“It is not the critic who counts; not the man who points out how the strong man stumbles, or where the doer of deeds could have done them better. The credit belongs to the man who is actually in the arena, whose face is marred by dust and sweat and blood; who strives valiantly; who errs, who comes short again and again, because there is no effort without error and shortcoming; but who does actually strive to do the deeds; who knows great enthusiasms, the great devotions; who spends himself in a worthy cause; who at the best knows in the end the triumph of high achievement, and who at the worst, if he fails, at least fails while daring greatly, so that his place shall never be with those cold and timid souls who neither know victory nor defeat.”
Teddy Roosevelt
January of 2022 will mark 9 years since I first walked into a CrossFit box. Two weeks past turning 21 years old and full steam ahead. A student and working close to 30 hours a week while going to school. I worked, partied, and did CrossFit with equal intensities, and at that age I could.
Workouts were done at high intensity 5-6 times a week and I signed up for every competition that I could find. If I ran into you outside of the gym environment you still knew I did CrossFit because I told you about it.
As time went on however, my career changed I had to adapt what my day-to-day workout routine looked like. I knew a little about nutrition and experimented with different ways to not only eat healthy but “optimize” my energy levels throughout the day. I hit more workouts at 5 or 6am before hitting the road than I did at lunch or in the evening. Competing was out the door and health was the primary focus.
In 2019 I finally listened to the voice that was telling me I wanted to be a coach. I went and got my L1 and before I had the paper copy in my hand I found and secured a coaching job. I was coming off of a few years now of garage gym-ing it and my motivation for fitness had completely changed. Fitness was a way to sharpen my life and give me the skills needed to be a high-achiever.
Some people are naturally more competitive. These are the people that when given a task they will look around at the others completing the work and try to do it better, faster, and more. These people tend to quickly begin “competing” for spots on the gym’s whiteboard. Then there are some that view what we do here as only exercise, a way to add a few years and maybe take off a few pounds. These are the health-conscious who probably also optimize the other 23 hours of their day. Both of these groups need to do competitions or their progress will stagnate.

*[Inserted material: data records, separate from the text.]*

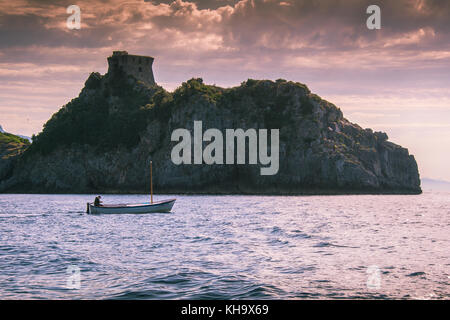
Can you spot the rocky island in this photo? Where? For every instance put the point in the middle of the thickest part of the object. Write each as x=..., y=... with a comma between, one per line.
x=103, y=140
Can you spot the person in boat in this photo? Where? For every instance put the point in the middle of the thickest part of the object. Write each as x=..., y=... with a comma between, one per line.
x=97, y=201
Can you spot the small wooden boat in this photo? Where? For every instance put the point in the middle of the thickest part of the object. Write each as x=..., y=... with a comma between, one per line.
x=160, y=206
x=152, y=207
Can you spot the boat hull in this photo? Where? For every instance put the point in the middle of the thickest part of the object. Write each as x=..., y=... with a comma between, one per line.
x=161, y=206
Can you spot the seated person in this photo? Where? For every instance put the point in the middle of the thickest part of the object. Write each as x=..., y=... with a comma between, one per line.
x=97, y=201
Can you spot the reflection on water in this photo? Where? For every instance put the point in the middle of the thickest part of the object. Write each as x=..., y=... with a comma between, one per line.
x=227, y=247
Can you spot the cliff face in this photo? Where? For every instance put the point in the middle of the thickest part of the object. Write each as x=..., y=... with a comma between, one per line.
x=103, y=141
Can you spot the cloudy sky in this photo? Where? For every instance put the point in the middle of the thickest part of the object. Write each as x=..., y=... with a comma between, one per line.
x=395, y=79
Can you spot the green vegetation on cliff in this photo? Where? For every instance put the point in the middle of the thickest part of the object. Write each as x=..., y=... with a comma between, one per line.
x=11, y=145
x=103, y=140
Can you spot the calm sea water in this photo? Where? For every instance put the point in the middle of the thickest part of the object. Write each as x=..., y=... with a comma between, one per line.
x=227, y=247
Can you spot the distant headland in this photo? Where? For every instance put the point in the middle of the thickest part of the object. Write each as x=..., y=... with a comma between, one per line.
x=103, y=140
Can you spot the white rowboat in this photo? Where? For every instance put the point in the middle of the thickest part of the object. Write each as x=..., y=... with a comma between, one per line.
x=160, y=206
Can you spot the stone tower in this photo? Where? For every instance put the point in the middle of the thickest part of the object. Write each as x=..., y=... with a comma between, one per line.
x=138, y=66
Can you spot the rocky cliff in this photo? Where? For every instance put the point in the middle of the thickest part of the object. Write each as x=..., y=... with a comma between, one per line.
x=103, y=141
x=11, y=148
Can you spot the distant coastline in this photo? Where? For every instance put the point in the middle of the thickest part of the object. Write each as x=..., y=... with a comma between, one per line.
x=103, y=141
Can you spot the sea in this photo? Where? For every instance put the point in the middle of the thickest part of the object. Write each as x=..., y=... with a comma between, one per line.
x=227, y=247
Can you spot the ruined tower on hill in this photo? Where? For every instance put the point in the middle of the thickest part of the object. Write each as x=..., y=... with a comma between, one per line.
x=138, y=66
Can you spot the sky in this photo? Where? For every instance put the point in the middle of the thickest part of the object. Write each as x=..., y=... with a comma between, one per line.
x=395, y=79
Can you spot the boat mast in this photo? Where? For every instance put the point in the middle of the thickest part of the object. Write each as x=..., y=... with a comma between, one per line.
x=151, y=183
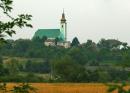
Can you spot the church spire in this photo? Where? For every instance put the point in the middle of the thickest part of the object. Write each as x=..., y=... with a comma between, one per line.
x=63, y=20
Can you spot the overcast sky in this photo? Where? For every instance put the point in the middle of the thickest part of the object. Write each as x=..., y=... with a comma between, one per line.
x=87, y=19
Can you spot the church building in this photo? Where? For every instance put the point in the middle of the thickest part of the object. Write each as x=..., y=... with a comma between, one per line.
x=55, y=37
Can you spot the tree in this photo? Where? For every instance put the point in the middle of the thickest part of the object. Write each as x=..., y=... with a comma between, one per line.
x=75, y=42
x=65, y=69
x=7, y=27
x=13, y=66
x=1, y=59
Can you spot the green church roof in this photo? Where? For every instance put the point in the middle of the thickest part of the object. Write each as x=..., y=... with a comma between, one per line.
x=49, y=33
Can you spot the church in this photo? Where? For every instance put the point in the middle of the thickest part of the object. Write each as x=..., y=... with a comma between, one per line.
x=55, y=37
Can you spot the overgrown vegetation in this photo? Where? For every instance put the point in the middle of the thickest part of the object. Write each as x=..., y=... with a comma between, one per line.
x=106, y=61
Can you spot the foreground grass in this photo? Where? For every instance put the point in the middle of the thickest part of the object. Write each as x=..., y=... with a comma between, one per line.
x=67, y=87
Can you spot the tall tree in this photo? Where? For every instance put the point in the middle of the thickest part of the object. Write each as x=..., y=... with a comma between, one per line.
x=7, y=27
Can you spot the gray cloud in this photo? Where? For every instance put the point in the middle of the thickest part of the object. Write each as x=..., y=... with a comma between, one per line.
x=87, y=19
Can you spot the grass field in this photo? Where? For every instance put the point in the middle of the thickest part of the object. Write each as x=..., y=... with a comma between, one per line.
x=68, y=87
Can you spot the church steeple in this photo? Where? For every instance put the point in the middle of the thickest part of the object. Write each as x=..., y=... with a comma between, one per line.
x=63, y=20
x=63, y=27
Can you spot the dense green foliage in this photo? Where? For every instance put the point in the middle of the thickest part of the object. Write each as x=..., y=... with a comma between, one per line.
x=7, y=28
x=106, y=61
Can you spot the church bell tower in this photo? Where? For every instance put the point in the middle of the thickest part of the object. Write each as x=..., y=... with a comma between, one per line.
x=64, y=26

Let’s take the competitor first. If they only ever compete in the gym and never on the competition floor, a problem will arise. The gym is for training. Training is not competing. Again for the people in the back – we train in the gym, we compete on the stage. Why does this matter? If we don’t have an external meet, or reason to train, then the gym becomes the competition. If everyday is a competition instead of training then we don’t progress. These aren’t semantics, these are rules. You can forgo them for a while but it will catch up to you in one way or another, physically or mentally.
Now let’s look at the health-conscious gym-goer. Hopefully the community and the classes provide enough accountability to keep them coming into the gym, but progress takes a long time. The saying goes, 3 months for you to see a difference and 6 months for others. So if you come to the gym for 90 days and no one has commented on your new abilities, will you continue to push? Is the signal strong enough for you to continue making a change? Possibly, but data tends to say no.

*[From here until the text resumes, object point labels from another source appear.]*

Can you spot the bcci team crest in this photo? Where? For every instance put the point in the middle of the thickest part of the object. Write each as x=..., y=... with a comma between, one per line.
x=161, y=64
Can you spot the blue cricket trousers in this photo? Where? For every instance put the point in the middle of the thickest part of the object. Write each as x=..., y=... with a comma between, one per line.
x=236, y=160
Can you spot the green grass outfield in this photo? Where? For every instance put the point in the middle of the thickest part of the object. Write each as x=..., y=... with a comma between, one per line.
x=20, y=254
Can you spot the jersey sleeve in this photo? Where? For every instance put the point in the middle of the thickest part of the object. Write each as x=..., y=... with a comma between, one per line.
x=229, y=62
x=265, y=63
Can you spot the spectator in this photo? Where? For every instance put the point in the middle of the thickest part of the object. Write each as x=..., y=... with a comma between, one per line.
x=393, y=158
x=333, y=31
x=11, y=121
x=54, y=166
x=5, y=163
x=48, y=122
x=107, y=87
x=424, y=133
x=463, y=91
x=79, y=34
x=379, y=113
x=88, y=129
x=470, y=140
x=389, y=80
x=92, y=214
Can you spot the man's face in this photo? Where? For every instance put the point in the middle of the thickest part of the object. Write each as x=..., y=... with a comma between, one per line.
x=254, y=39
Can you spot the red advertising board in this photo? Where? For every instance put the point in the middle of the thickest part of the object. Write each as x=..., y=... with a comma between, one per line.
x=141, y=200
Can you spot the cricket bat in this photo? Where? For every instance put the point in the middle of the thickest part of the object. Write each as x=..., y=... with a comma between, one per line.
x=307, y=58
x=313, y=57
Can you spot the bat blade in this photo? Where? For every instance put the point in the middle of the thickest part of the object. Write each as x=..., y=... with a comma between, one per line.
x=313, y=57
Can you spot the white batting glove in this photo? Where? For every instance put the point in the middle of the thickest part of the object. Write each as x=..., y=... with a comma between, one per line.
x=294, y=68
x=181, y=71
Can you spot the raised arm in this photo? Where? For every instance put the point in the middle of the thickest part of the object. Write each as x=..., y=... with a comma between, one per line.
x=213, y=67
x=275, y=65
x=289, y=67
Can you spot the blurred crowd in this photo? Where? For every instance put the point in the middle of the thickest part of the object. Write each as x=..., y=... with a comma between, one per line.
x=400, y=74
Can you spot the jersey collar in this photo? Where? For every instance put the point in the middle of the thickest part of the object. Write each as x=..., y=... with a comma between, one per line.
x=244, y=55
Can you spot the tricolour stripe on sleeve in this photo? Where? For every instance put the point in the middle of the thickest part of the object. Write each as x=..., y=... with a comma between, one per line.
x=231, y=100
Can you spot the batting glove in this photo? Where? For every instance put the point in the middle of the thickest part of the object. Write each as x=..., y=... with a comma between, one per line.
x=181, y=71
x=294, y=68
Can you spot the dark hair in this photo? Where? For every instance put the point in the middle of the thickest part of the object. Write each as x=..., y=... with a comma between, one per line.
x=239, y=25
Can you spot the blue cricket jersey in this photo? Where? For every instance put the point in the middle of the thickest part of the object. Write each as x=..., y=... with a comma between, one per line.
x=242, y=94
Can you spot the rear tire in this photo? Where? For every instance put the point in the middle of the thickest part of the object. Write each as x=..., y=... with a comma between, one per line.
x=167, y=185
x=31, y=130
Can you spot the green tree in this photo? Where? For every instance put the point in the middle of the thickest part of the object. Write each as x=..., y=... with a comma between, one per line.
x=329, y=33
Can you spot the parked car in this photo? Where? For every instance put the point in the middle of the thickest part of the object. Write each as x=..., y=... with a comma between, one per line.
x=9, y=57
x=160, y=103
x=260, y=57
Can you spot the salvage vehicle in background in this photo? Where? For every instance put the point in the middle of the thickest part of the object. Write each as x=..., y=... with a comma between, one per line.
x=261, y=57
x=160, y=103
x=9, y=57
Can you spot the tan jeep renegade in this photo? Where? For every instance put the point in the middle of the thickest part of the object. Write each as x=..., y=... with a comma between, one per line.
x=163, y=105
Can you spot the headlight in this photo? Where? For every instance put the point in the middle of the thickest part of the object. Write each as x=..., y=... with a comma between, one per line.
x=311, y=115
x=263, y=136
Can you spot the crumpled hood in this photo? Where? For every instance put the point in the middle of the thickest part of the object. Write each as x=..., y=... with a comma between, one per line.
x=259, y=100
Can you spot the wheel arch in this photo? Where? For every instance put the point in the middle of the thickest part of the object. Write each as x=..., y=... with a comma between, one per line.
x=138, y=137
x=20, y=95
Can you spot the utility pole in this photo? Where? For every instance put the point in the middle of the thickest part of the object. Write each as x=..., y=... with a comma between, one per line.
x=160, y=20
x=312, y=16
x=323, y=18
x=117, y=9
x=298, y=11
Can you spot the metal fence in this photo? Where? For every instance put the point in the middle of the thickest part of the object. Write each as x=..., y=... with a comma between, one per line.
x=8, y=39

Either camp will grow physically and mentally from competing. A blade must go into the fire to forge a tempered edge, but unless you pull it out occasionally to check your progress the heat will eventually melt it away. Competition is this self-check. It can show you how far you’ve come and also what you need to do to continue progressing. It allows for a perspective that cannot be obtained in other ways – you must enter the arena.
Competitions come in many forms nowadays. Everything from CrossFit to functional fitness, OCR to tactical games – fitness as a function is taking hold. If you are doing the work you owe it to yourself to put it out on the line for the world, and mainly yourself, to see. Don’t allow others egos or attitudes to muddle what is inherently beautiful. We are human creatures that grow out of adversity, allow yourself the chance. Get uncomfortable for a while, you’ll like what comes out of it.